A Thai female suspect in a bombing that killed 20 people at Bangkok’s Erawan Shrine in 2015 was arrested on Wednesday as she arrived in Thailand from Turkey, the deputy national police chief said.
Wanna Suansan, a native of Pang-nga province in southern Thailand, allegedly rented apartments in Bangkok suburbs for suspected militants to construct bombs.
Two Uyghurs who were arrested shortly after the attack on the Hindu shrine, a popular tourist destination in the Thai capital, are to return to a military court before year’s end for the resumption of their trial. They could face the death penalty, if convicted.
“We were informed by immigration officers that Wanna was coming to Thailand via Suvarnabhumi Airport, so we arrested her using the warrant. She is the third suspect captured,” Police Gen. Srivara Ransibrahmanakul told reporters at the national police headquarters.
Wanna and her Turkish husband, Emrah Davutoglu, fled to Turkey following the Aug. 17, 2015, deadly blast at the shrine in central Bangkok where more than 120 people were injured. They were accused of having roles in the terrorist plot.
Wanna, who faces five criminal charges including first-degree murder and possessing war weapons, was being held for questioning at headquarters, only 100 meters from the site of the bombing. Police said she was not traveling with her husband and she identified herself when presented with the warrant.
Following the blast and a small pipe-bomb attack on the Sathorn passenger pier in Bangkok the next day, police issued warrants for 17 suspects including Thais and foreigners.

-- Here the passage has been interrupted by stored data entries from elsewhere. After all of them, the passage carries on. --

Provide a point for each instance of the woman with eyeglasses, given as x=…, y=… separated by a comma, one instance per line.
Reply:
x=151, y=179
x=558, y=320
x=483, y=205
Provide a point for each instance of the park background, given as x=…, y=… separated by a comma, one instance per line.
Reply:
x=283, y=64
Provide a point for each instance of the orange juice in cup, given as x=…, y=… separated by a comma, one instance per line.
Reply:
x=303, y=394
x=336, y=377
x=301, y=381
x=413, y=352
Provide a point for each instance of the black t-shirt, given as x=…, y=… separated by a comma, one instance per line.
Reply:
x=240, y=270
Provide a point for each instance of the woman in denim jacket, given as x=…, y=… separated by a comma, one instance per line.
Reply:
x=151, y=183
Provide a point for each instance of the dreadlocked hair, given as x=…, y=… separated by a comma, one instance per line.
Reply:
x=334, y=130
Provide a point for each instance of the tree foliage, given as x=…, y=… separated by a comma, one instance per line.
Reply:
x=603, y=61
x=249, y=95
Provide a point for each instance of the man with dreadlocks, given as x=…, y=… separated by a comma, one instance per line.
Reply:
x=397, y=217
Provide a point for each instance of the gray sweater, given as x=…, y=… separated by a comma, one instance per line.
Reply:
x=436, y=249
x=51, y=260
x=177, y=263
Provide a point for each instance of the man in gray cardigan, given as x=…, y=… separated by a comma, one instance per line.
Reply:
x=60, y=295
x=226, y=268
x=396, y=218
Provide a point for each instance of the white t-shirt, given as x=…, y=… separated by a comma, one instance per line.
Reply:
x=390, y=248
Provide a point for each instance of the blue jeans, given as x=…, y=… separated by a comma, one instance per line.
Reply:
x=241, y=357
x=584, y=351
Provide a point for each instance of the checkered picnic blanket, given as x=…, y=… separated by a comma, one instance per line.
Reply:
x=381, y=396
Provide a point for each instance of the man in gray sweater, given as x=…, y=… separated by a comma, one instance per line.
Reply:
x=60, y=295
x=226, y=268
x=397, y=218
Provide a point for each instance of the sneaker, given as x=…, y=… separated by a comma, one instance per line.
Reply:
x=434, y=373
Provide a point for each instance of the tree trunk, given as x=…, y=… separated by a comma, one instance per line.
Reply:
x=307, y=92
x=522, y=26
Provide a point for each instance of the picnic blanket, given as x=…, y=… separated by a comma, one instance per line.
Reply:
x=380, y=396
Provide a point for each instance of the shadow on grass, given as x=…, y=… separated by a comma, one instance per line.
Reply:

Adem Karadag (also known as Bilal Mohammed) and Yusufu Mierali, who identified themselves as Uyghurs from Urumqi in China’s Xinjiang region, were arrested a few weeks after the bomb attack. Srivara said investigators are searching for the other 14 suspects.
Malaysia: Escapee captured
Meanwhile, Malaysian authorities arrested a Uyghur man in northern Kedah state who is believed to have crossed into Malaysia after escaping from a Thai immigration detention center on Monday morning, an official said.
Kedah Police Chief Asri Yusoff said the man, in his 30s, was found Wednesday near a military post in Bukit Tangga. He said the suspect was detained by citizens, who alerted soldiers at the post before police were called.
“It is believed that the suspect was walking alone when he was found about eight kilometers (five miles) from Sadao, and checks revealed that he did not have any travel documents,” Asri said.
Previously, Thai police Capt. Surasak Siripan told reporters that 20 Uyghurs who had been held for two years at a detention facility in the southern province of Songkhla, near the border with Malaysia, escaped from their cells at about 2 a.m. Monday.
Maj. Gen. Jessada Yaisoon, the chief of the Thai immigration police’s 6th Region based in Songkhla, told BenarNews police from both nations have cooperated in the search for the Uyghurs. Jessada identified the escapee as Abdul Kayum, 28.
“We joined with Malaysian police to recapture Abdul. We took him to Sadao police station,” Jessada told BenarNews by phone. “We are looking for the rest and we suspect they are still in rubber plantation on Thai soil, or crossed into Malaysia. We have warrants [for] all of them.”
Hareez Lee in Kuala Lumpur and Fairuz Mazlan in Alor Setar, Malaysia, contributed to this report.